MichaelPetrinolis commented 1 year ago

@vitalybrandes add a roles scope on server

{
      "name": "OpenIdScope",
      "Description": "Roles Scope",
      "DisplayName": "Roles",
      "ScopeName": "roles",
      "Resources": null
 }

and create an application that allows profile,email and roles scopes.

Then use openid client to connect to server using this app. Request the mentioned scopes. In client script, when you iterate you should receive the role claims

vitalybrandes commented 1 year ago

@vitalybrandes add a roles scope on server
{
      "name": "OpenIdScope",
      "Description": "Roles Scope",
      "DisplayName": "Roles",
      "ScopeName": "roles",
      "Resources": null
 }
and create an application that allows profile,email and roles scopes.
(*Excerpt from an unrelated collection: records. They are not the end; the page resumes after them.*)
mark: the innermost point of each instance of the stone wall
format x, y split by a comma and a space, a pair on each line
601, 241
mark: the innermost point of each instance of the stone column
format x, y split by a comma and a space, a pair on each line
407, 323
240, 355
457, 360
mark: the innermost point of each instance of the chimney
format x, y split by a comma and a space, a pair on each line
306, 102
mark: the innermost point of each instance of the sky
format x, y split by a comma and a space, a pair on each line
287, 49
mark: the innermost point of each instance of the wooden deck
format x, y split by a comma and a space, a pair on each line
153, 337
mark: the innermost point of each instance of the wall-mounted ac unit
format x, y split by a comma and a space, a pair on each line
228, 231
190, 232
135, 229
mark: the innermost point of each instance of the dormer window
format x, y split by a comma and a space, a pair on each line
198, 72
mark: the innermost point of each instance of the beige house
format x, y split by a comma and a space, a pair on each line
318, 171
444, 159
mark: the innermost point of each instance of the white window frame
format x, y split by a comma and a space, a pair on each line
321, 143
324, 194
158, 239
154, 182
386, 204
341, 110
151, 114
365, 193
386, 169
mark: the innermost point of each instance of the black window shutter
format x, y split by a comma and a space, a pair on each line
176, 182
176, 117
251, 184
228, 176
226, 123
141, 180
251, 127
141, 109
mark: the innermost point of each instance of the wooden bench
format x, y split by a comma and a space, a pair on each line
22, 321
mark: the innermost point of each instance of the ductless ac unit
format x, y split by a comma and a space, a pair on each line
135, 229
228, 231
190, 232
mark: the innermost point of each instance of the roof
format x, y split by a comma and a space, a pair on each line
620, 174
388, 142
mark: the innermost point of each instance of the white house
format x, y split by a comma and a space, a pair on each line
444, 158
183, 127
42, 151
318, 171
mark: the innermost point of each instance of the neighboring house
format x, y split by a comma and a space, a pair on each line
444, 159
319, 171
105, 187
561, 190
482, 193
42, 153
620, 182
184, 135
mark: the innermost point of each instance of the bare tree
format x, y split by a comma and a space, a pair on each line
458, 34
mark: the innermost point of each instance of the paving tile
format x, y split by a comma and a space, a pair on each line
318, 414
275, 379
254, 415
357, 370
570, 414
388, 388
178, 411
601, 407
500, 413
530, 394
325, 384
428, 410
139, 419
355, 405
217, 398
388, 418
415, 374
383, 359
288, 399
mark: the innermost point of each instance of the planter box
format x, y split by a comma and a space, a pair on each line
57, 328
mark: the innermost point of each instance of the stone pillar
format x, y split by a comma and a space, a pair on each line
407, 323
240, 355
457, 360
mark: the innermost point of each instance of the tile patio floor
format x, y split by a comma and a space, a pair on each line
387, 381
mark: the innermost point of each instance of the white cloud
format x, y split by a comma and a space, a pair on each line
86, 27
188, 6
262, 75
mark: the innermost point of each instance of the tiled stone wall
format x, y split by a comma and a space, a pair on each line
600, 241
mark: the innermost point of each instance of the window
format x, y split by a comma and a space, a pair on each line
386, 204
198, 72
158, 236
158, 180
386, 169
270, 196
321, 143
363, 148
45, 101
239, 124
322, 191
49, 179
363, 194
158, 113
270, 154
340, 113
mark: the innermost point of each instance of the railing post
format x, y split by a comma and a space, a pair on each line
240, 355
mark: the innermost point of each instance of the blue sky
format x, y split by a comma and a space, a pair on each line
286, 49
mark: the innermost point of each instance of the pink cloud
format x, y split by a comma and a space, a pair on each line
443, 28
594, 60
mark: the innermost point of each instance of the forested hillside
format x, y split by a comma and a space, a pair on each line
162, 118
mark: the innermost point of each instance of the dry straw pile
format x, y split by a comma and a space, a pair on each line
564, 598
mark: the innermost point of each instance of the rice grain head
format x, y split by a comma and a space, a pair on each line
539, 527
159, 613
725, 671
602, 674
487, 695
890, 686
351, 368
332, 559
Then use openid client to connect to server using this app. Request the mentioned scopes. In client script, when you iterate you should receive the role claims

Are scopes names case sensetive?

MichaelPetrinolis commented 1 year ago

yes

vitalybrandes commented 1 year ago

yes

I will check it again, but until now I created the scopes in UI, (not sure about the case sensitive letter, need to check) then using client, I didn't got the "role" claim in login script.

vitalybrandes commented 1 year ago

yes
@vitalybrandes add a roles scope on server
{
      "name": "OpenIdScope",
      "Description": "Roles Scope",
      "DisplayName": "Roles",
      "ScopeName": "roles",
      "Resources": null
 }
and create an application that allows profile,email and roles scopes. Then use openid client to connect to server using this app. Request the mentioned scopes. In client script, when you iterate you should receive the role claims
Are scopes names case sensetive?

Hi @MichaelPetrinolis , It didn't works. I setup roles scope in server app as well in client. the email scope are ok, but the roles No!

vitalybrandes commented 1 year ago

@MichaelPetrinolis Do you have any idea?